Divorce contains a lot of uncertainties, but how much you'll have to pay in alimony and child support can be estimated and budgeted for in advance. There are guidelines for deciding how much support is required based on factors like your income, the length of time you were married, financial need, and a family's standard of living. Here's what you need to know to prepare for future support payments.

How child support is calculated

In Canada, child support is calculated based on income, the number of children, which parent(s) the children live with, and which province or territory you live in. Judges use the Child Support Guideline Table to calculate child support. This tool takes into account factors like the parents' gross income, cost of living, provincial income tax, and the average amount currently spent on raising kids to come up with a final figure.

In most cases, the table determines how much the child support payor must pay in the event of a separation or a divorce. However, the payor can ask the courts to have the amount reduced if there are mitigating factors.

In some cases, parents might need to make additional support payments for costs like childcare, education, extracurricular activities, and medical expenses. Usually, these types of costs are divided between parents, who pay for them proportionally based on their income. Any tax credits for these expenses will also be divided proportionally between the parents.

There are different tables for each province, and they list annual income amounts by hundreds of dollars from $12,000 up to $150,000. Monthly child support amounts vary based on your income and the number of children you have.

For example, in Alberta, if you have an income of $12,100, you'll owe $8 per month for one child, but $10 per month if you have four children. If you make $150,000, you'll owe $1,318 per month for one child and $3,317 per month if you have four children.

If you make more than $150,000 in Alberta, you'll owe $1,318 per month for one child plus 0.84% of any income you make over $150,000, and $3,317 per month plus 1.88% of any income you make over $150,000 for four children.

Types of alimony

There are three types of spousal support that you might owe after the end of a marriage or common-law partnership.
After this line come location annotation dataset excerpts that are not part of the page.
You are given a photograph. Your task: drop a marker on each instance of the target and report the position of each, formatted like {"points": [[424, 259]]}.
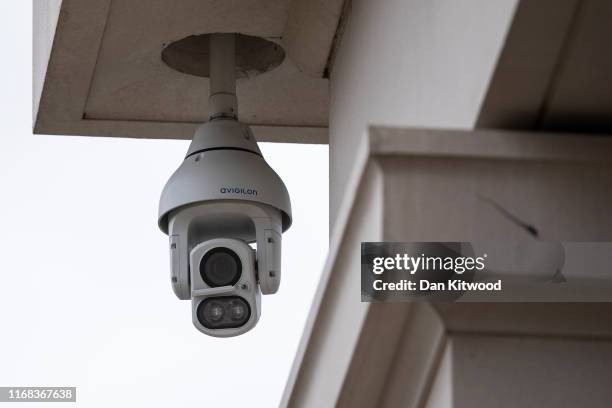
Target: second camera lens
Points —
{"points": [[220, 267]]}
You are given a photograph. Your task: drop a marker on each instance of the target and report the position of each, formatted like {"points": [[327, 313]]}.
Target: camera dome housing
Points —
{"points": [[224, 163]]}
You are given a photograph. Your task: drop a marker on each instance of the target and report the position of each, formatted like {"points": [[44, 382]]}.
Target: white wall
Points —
{"points": [[424, 63]]}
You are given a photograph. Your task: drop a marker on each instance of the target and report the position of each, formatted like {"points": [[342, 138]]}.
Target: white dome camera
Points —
{"points": [[222, 199]]}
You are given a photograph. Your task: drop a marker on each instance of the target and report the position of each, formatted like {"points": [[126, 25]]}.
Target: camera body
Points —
{"points": [[223, 200]]}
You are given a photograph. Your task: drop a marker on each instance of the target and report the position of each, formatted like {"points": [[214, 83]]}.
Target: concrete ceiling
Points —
{"points": [[98, 67], [553, 72]]}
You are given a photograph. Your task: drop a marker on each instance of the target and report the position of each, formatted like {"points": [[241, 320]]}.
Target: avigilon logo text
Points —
{"points": [[238, 190]]}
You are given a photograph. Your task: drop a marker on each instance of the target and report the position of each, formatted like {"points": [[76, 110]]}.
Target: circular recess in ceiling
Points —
{"points": [[254, 55]]}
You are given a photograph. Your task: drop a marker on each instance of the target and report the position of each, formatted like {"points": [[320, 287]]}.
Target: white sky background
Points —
{"points": [[85, 296]]}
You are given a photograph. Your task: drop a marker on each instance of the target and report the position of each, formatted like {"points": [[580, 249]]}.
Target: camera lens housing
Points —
{"points": [[223, 312], [220, 267], [226, 299]]}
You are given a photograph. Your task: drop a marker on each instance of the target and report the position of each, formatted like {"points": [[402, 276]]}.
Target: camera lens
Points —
{"points": [[223, 312], [238, 311], [220, 267], [215, 312]]}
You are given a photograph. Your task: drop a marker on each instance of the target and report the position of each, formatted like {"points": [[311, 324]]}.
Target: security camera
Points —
{"points": [[221, 200], [224, 210]]}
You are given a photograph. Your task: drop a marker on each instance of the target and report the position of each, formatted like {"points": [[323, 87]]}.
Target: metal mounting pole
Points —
{"points": [[222, 101]]}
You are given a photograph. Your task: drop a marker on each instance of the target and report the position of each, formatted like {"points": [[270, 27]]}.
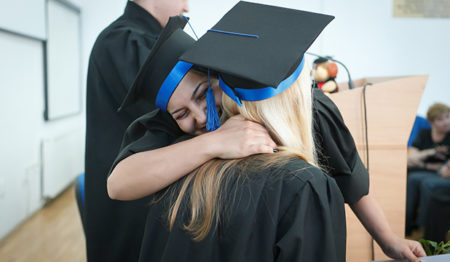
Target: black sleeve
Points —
{"points": [[118, 59], [337, 151], [313, 227], [150, 131]]}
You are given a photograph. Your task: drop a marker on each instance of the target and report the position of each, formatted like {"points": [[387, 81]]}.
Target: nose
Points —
{"points": [[200, 117]]}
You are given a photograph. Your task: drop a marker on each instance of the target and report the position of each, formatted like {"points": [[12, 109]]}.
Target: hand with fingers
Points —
{"points": [[400, 248]]}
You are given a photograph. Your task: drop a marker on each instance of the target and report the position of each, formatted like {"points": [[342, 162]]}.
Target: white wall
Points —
{"points": [[367, 38], [23, 128]]}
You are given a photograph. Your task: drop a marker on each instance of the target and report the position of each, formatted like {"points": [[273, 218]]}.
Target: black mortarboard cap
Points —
{"points": [[161, 72], [256, 47]]}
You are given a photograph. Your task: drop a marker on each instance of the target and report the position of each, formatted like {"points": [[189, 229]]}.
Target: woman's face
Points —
{"points": [[442, 123], [187, 105]]}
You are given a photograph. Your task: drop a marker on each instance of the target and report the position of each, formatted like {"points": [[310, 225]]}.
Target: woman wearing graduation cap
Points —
{"points": [[336, 149]]}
One compensates a spouse who gave up their ability to earn income during a marriage. The second compensates a spouse for the lack of income they might experience for the ongoing care of children. The final helps a spouse who's in financial need because of the breakdown of the marriage or common-law partnership.

While you or your spouse might qualify for spousal support, the goal of alimony payments isn't to provide indefinite compensation. The court expects you to become self-sufficient when reasonable.

How alimony is calculated

If you or your ex-spouse requests financial support, a judge will evaluate whether to grant it based on a number of circumstances, including the financial needs, means, and circumstances of both spouses, the length of time the spouses have cohabited, the roles of both spouses during the marriage, the effect of the marital breakdown on the spouses' financial positions, the responsibilities for the care of children, and any previous orders of spousal support.
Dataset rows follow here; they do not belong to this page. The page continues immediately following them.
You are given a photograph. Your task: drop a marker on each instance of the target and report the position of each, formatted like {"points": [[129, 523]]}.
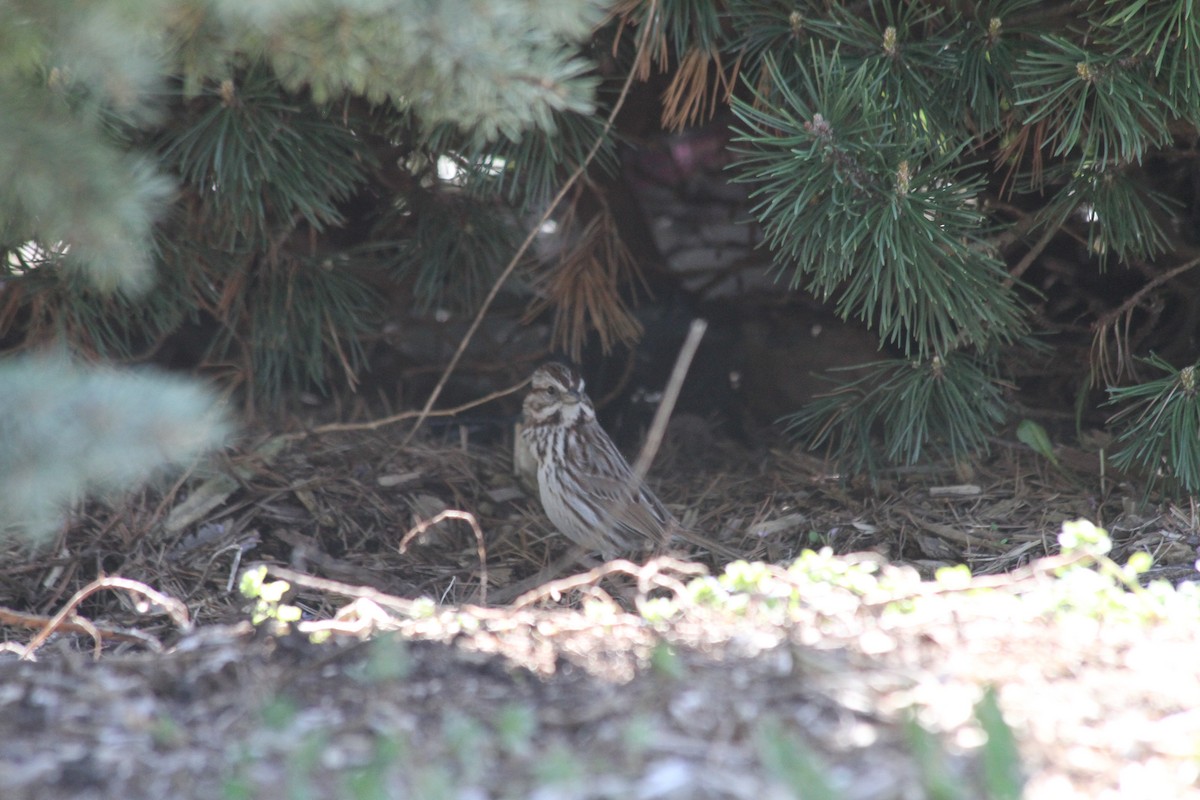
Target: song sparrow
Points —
{"points": [[587, 487]]}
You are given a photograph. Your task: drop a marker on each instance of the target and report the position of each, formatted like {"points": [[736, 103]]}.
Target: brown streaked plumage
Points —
{"points": [[587, 487]]}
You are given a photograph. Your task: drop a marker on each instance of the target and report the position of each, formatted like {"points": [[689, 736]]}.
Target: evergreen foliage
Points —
{"points": [[268, 164]]}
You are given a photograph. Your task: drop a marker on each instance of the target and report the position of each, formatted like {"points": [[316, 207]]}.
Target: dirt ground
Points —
{"points": [[583, 690]]}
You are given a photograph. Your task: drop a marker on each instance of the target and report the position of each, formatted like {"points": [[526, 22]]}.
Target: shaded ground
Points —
{"points": [[582, 698]]}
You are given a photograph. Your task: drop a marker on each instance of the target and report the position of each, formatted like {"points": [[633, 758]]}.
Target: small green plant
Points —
{"points": [[268, 596]]}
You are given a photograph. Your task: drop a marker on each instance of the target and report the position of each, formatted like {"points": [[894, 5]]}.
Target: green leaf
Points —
{"points": [[1035, 435]]}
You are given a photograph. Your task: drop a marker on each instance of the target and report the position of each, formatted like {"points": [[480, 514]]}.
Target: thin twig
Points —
{"points": [[407, 415], [174, 608], [670, 396], [402, 605], [466, 516], [521, 251], [653, 575]]}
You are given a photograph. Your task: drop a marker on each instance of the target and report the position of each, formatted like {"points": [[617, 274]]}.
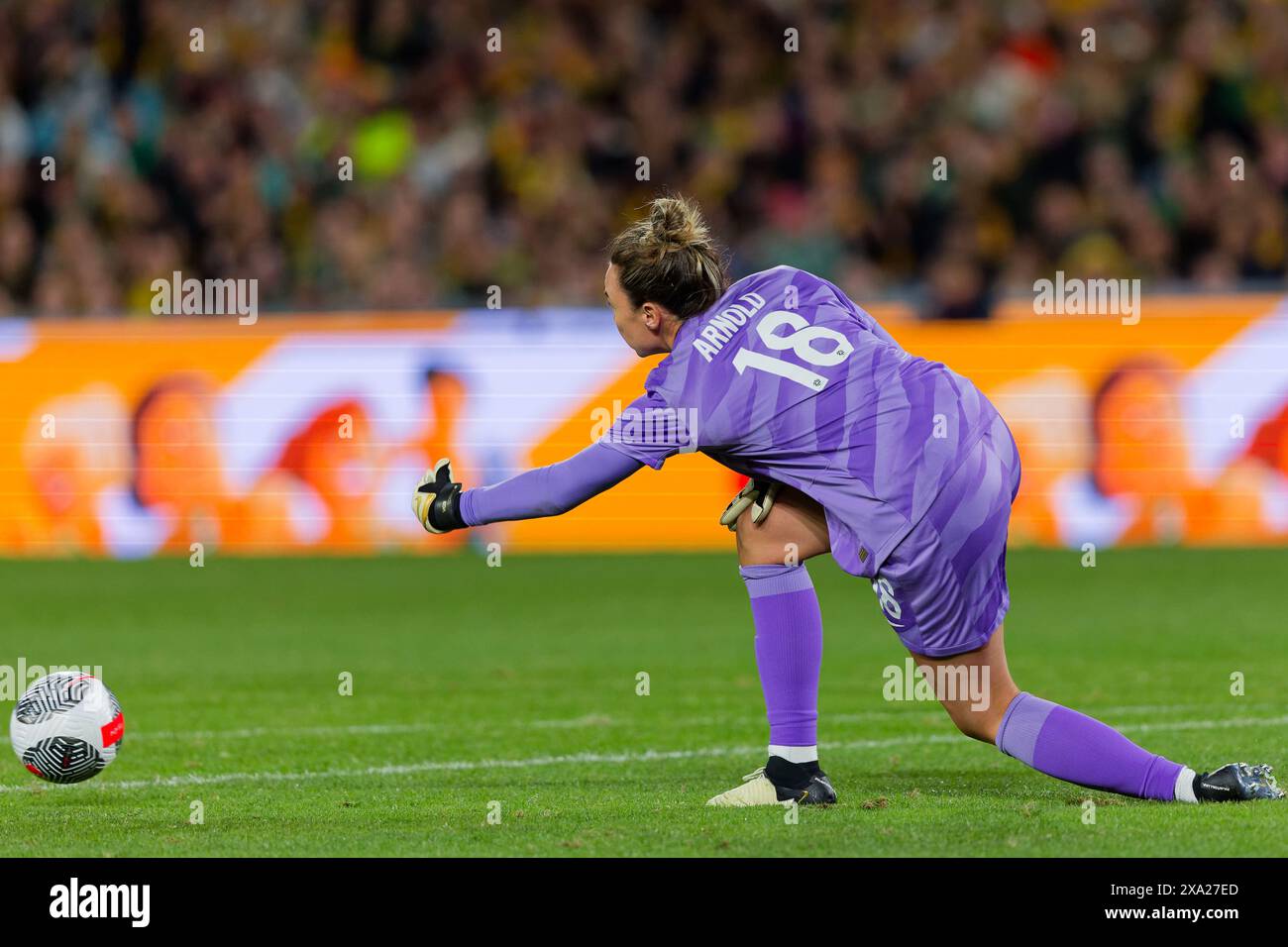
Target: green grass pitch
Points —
{"points": [[513, 689]]}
An alimony award is most often calculated using the Spousal Support Advisory Guidelines. However, these guidelines are only a suggested rubric that family court judges often use.

The guidelines have formulas for calculating support payments with and without child support. For example, without child support, you'd be required to pay between 1.5% and 2% of the difference between your incomes for each year of marriage, up to a maximum of 50%. If you've been married for 25 years or longer, you need to pay 37.5% to 50% of the income difference.
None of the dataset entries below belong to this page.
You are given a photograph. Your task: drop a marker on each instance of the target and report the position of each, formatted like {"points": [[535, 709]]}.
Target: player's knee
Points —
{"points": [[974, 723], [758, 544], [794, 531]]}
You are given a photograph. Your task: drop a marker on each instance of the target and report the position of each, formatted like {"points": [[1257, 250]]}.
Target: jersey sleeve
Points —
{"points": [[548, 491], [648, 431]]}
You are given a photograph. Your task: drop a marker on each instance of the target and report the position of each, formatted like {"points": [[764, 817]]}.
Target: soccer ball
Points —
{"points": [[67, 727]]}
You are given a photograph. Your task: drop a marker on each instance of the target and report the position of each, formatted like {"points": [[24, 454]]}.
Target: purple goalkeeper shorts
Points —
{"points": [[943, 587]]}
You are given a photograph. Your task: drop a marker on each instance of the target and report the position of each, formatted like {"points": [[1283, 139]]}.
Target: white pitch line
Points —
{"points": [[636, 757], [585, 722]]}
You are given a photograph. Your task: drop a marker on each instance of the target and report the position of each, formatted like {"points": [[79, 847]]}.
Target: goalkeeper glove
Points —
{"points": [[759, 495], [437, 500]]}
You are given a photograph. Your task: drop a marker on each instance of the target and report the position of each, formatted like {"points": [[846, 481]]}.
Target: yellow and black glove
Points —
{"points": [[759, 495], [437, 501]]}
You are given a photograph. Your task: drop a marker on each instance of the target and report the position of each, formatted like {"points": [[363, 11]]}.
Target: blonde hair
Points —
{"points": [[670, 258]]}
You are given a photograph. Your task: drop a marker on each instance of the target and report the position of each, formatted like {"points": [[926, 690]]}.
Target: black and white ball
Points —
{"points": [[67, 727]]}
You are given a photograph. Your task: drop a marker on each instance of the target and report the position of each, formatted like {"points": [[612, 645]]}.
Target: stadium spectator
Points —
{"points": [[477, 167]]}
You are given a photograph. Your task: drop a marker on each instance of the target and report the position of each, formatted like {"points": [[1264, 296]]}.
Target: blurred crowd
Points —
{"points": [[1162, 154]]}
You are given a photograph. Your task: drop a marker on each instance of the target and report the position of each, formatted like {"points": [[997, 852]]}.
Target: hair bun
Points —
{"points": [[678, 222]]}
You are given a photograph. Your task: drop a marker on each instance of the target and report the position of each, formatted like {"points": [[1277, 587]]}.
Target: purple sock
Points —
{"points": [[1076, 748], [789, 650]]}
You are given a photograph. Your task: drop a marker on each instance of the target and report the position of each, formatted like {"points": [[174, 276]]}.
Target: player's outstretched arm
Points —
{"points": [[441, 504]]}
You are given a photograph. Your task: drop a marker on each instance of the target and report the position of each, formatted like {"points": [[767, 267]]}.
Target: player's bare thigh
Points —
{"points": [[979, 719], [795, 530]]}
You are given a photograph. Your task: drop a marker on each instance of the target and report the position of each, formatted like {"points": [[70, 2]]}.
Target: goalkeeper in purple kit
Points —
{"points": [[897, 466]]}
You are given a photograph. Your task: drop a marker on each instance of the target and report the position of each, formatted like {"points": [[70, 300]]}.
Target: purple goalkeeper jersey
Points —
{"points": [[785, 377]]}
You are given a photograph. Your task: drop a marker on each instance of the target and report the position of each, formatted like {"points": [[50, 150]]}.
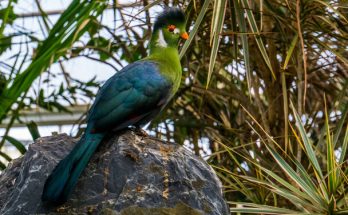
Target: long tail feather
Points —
{"points": [[64, 177]]}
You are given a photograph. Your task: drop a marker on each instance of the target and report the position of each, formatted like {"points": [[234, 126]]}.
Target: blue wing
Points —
{"points": [[132, 96]]}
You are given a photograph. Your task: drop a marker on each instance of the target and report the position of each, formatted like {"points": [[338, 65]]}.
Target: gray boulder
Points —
{"points": [[129, 174]]}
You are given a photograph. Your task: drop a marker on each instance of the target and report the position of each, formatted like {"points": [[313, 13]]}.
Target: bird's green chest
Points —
{"points": [[169, 66]]}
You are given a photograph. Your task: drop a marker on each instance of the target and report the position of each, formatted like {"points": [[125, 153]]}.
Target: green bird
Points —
{"points": [[132, 97]]}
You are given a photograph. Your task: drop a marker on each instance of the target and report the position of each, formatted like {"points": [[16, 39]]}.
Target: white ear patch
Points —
{"points": [[161, 42]]}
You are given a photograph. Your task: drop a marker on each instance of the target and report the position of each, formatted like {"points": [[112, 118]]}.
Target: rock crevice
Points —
{"points": [[129, 174]]}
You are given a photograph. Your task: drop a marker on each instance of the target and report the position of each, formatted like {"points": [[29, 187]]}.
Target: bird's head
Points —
{"points": [[169, 28]]}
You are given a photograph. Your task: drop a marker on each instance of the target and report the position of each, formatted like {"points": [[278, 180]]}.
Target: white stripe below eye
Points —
{"points": [[176, 31], [161, 42]]}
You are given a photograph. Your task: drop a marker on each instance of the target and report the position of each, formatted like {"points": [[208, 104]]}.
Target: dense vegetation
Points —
{"points": [[264, 87]]}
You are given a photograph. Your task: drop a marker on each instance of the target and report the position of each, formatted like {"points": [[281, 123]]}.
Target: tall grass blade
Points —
{"points": [[255, 30], [217, 24], [195, 28]]}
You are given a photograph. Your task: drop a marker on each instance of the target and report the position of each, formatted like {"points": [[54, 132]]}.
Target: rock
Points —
{"points": [[128, 174]]}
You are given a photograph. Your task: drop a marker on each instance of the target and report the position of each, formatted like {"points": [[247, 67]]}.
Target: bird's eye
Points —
{"points": [[171, 28]]}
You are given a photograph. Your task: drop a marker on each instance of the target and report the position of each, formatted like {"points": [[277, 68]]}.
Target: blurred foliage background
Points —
{"points": [[263, 96]]}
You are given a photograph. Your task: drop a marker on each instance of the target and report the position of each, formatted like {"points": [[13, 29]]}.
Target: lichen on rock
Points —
{"points": [[129, 174]]}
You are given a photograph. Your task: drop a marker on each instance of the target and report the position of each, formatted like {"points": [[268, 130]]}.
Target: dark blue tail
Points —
{"points": [[64, 177]]}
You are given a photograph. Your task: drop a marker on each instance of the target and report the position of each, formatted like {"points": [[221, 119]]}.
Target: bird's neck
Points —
{"points": [[168, 59]]}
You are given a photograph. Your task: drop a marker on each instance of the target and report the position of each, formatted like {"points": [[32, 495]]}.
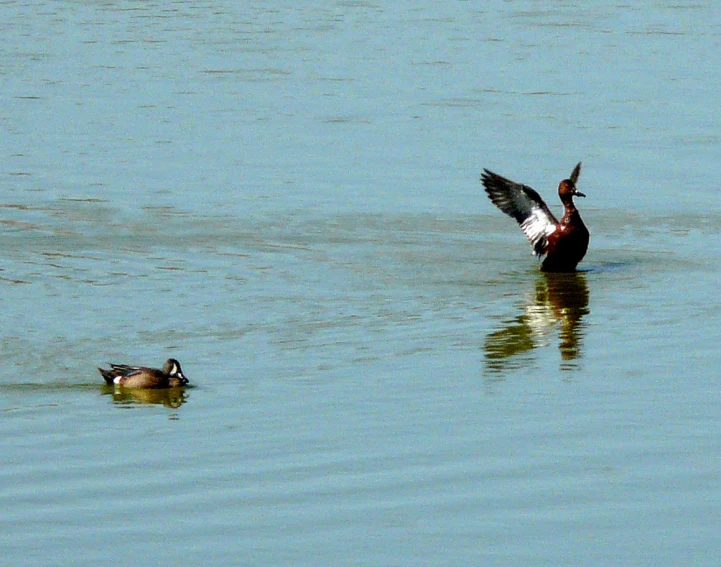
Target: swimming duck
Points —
{"points": [[563, 243], [171, 375]]}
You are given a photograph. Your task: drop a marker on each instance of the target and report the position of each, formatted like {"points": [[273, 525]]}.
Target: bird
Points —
{"points": [[170, 376], [564, 243]]}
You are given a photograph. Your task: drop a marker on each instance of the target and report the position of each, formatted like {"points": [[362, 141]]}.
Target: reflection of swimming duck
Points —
{"points": [[563, 243], [171, 376]]}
The amount of time you'd need to pay ranges from 0.5 to one year for each year you cohabited, with indefinite support required if the length of the marriage is more than 20 years or if the years of marriage and the age of the support recipient adds up to over 65.

While these guidelines help judges calculate both the amount and duration of alimony, what you'll actually have to pay can vary. The period of time you'll be required to pay spousal support to a former spouse may depend on the length of time you've lived together and your ages at separation. In some cases, spousal support is paid for a limited amount of time and in others, it will continue unless there's a change in circumstances, such as a new job, an increase in income, or remarriage. At that point, a court order or agreement by both parties is required for a change in the amount of spousal support.

Since calculating spousal support can be complicated, you might consider seeking legal advice for an estimate of what your spousal support order could look like. You might also negotiate an amount with your spouse outside the courts and pay out your spousal support obligations in a lump sum. Many couples choose to do this since the recipient won't have to pay taxes on the lump sum but will if they get a monthly alimony cheque.

Ready to make a budget? Here’s how to start

How to create a budget for spousal and child support

Knowing a rough figure of much you'll owe in spousal and child support prior to legal separation is important because it will help you understand how much you have leftover every month for your own living expenses. The last thing you want to do is sign a yearlong lease on an apartment or buy a new home that would be unaffordable once you factor in your support obligations and the division of your finances and debts.

To create a budget, get estimates of how much you will owe in support. Remember that while child support isn't tax deductible, spousal support is. After that, put aside up to 30% of your income to pay for housing. Divide the rest between common expenses like transportation, debt repayment, medical expenses, utilities, food, entertainment, savings, and any other personal or familial expenses you'll take over during your separation or after your divorce.

Make sure to put money aside to pay for a lawyer and include an emergency fund for unexpected divorce-related expenses. Knowing that you have a plan that includes everything in your budget will help you navigate this challenging time, and better understand what your financial future will look like so you can start planning for it.